Wednesday, January 21, 2009

REVERB: FOURTEEN / DELIVER

VA'ERA

A weekly torah takeaway by Amichai Lau-Lavie

Join us for a year-long Jerusalem Journey, action by action, verb by verb. Each week I will pluck a verb from the Torah portion and set it reverberating both with its context and with my own. Let's make this a conversation, and talk our walk.

January 21, 2009


Champagne bottles popped open as soon as President Obama removed his hand from Abraham Lincoln’s Bible and completed his oath of office. About twenty of us gathered in a Tel Aviv apartment to watch the inauguration on a giant screen. There were lots of tears (mine), sneers (Rick Warren) and loud cheers – heard from all the surrounding apartments. By the time I got on the 480 bus from Tel Aviv going back to Jerusalem I was a bit drunk. Before falling asleep on the bus I noticed that the bus driver had a digital sign behind his seat – located just behind his head and visible to all passengers. The bright red display rotated between showing the time, the temperature – and the exact speed with which he was driving the bus. It mostly flashed ‘100 KMH’ – kilometers per hour – the legal speed limit. I was impressed by this, mulling over the transparency of leadership and the public display of responsibility which this ‘leader’ was exhibiting – any deviation from the legal speed will be seen by all of us, and will enable us to protest – and defend our lives. I fell asleep with happy thoughts of Obama as the bus driver of the western world, delivering us all to a better place. I woke up in Jerusalem 45 minutes later, thanked the bus driver and hurried home to sleep it off.

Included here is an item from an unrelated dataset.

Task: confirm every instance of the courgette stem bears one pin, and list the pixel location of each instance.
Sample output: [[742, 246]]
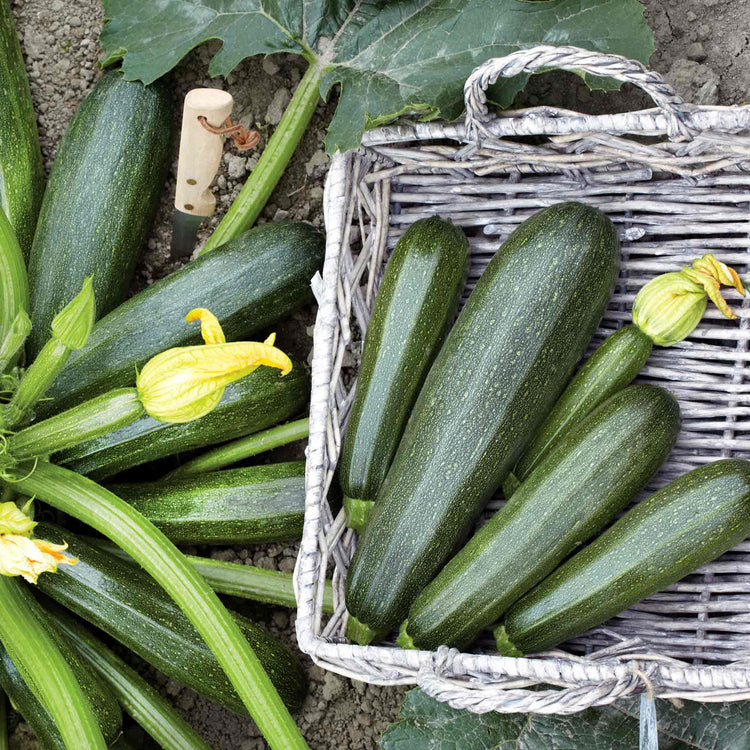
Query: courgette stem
[[91, 504], [44, 668], [246, 447], [3, 721], [141, 701], [89, 420], [35, 381], [272, 163], [234, 579], [14, 282]]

‘Deliver’ is a funny word. We talk of ‘delivering’ a speech or a package, we are born in ‘delivery rooms,’ we appeal to the heavens for a safe delivery from harm. The word connotes transit, a handing over of something or someone from one entity or location to another. To be the one doing the delivery is to be the one responsible for the accomplishment of the mission, for the deliverables (and we are often reminded to NOT shoot the messenger – no matter what he or she has delivered to us...).

Delivery – or deliverance – is a big responsibility, as Obama knows and will soon really find out - and as so many of us know too well from our own life experience. And we have a daunting role model for the achievement ‘how to best deliver’: God is the original delivery guy – and the Divine is delivering salvation, not pizza.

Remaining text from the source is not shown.